Introduction
Have you ever been riding up a hill, and looked at your Garmin and seen that it thinks you’re going downhill? Has ClimbPro popped up, saying climb starting, when you’re already half way up it?
If the course you’re following originated on Strava, then you may have been hit by a Strava bug.
Lots of us create or use routes from Strava, and use the integration with Garmin so that any route that you favourite in Strava appears automatically on your Garmin bike computer. Its a really slick integration, however there is a bug that means routes transferred from Strava this way have an offset in elevation data.
What Causes the Bug in Garmin not showing climbs properly?
Cycling routes are made up of a series of GPS data points in a file, that define the route.

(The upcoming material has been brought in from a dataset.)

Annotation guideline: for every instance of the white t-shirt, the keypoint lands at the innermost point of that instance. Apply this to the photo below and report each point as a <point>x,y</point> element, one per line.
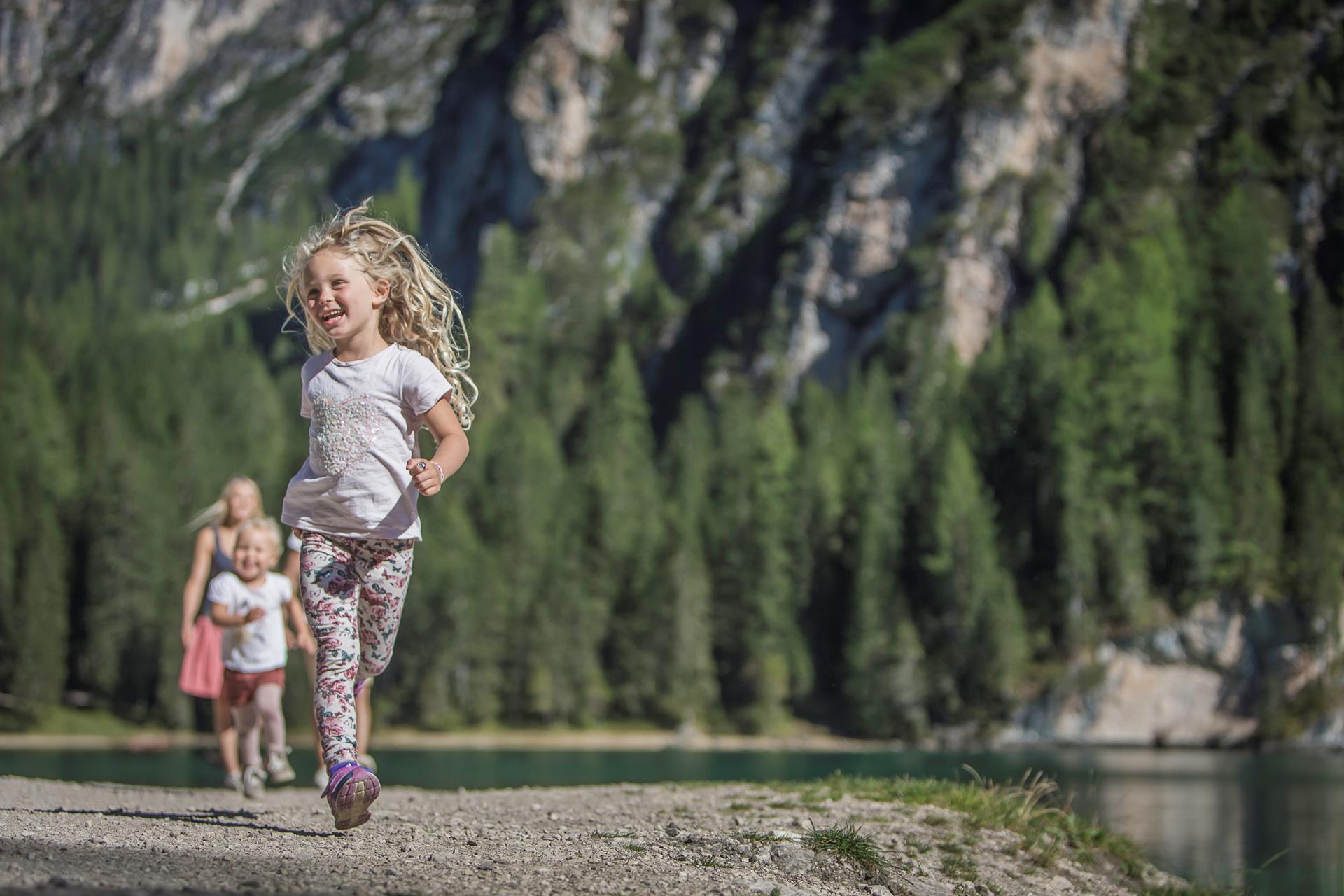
<point>257,647</point>
<point>365,415</point>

For each point, there is typically a latitude (north/south position) , and a longitude (east/west position) and an elevation figure (how high the point is from sea level), there can be a lot of other data added but that’s the minimum requirement.
A data point might look like this
<trkpt lat="51.422540000000005" lon="-0.2832">
<ele>37.22</ele>
</trkpt>
Strava creates these points in the route every 50 metres or so.
However, when Strava transfers a route to Garmin Connect, it doesn’t just send the original route data, it creates a lot of additional data points, roughly 4 times as many as the original route.
In the process of creating these additional data points, the Strava code somehow manages to offset the elevation data.
This offset is what causes the elevation shown on your Garmin device to not match real life.
Workarounds
There are a couple of ways to work round this issue, neither are very convenient
- Transfer the route the old school way by downloading the GPX file from the Strava website and then copying it to the Garmin/Newfiles folder on your Garmin device.
- Use routes created somewhere other than Strava, such as in Garmin Connect
Manually transferring files requires a PC or Mac, the correct cables, and that you remember to Eject the Garmin device after transfer, otherwise the file system can become corrupted.
Why hasn’t Strava Fixed This?
It’s not really obvious its a Strava issue, I originally thought it was a Garmin problem, so many people might be blaming Garmin. The issue used to be much worse, Strava released a patch back in April 2023 which reduced the offset but didn’t fix it. The image below shows the improvement, and that its not actually resolved.
I have an open ticket with them, but they haven’t done much with it. The ticket reference is 2638502 which you can mention if you want to raise your own ticket.
Where Can I find out More?
You can read the original thread I started on Garmin Connect and also GPLama did a video about it
You seem shifty, I don’t believe you
You can reproduce this yourself, details are in the Garmin forum thread. My most recent test was creating a route that just lapped Richmond Park 15 times. In the original Strava gpx file the highest point of 56.42m was always at exactly the same position as you’d expect, once the file was transferred to Garmin, the highest point moved around 2 metres on each lap, always in the same direction along the route.
2 Comments
Karl Jayasingha · November 5, 2023 at 5:38 pm
Great post Jeff. Do you think it will ever get fixed? It feels like it almost an accepted bug now.
Jeff Forrest · November 6, 2023 at 7:39 am
I hope so. I updated the ticket again and linked to the latest analysis.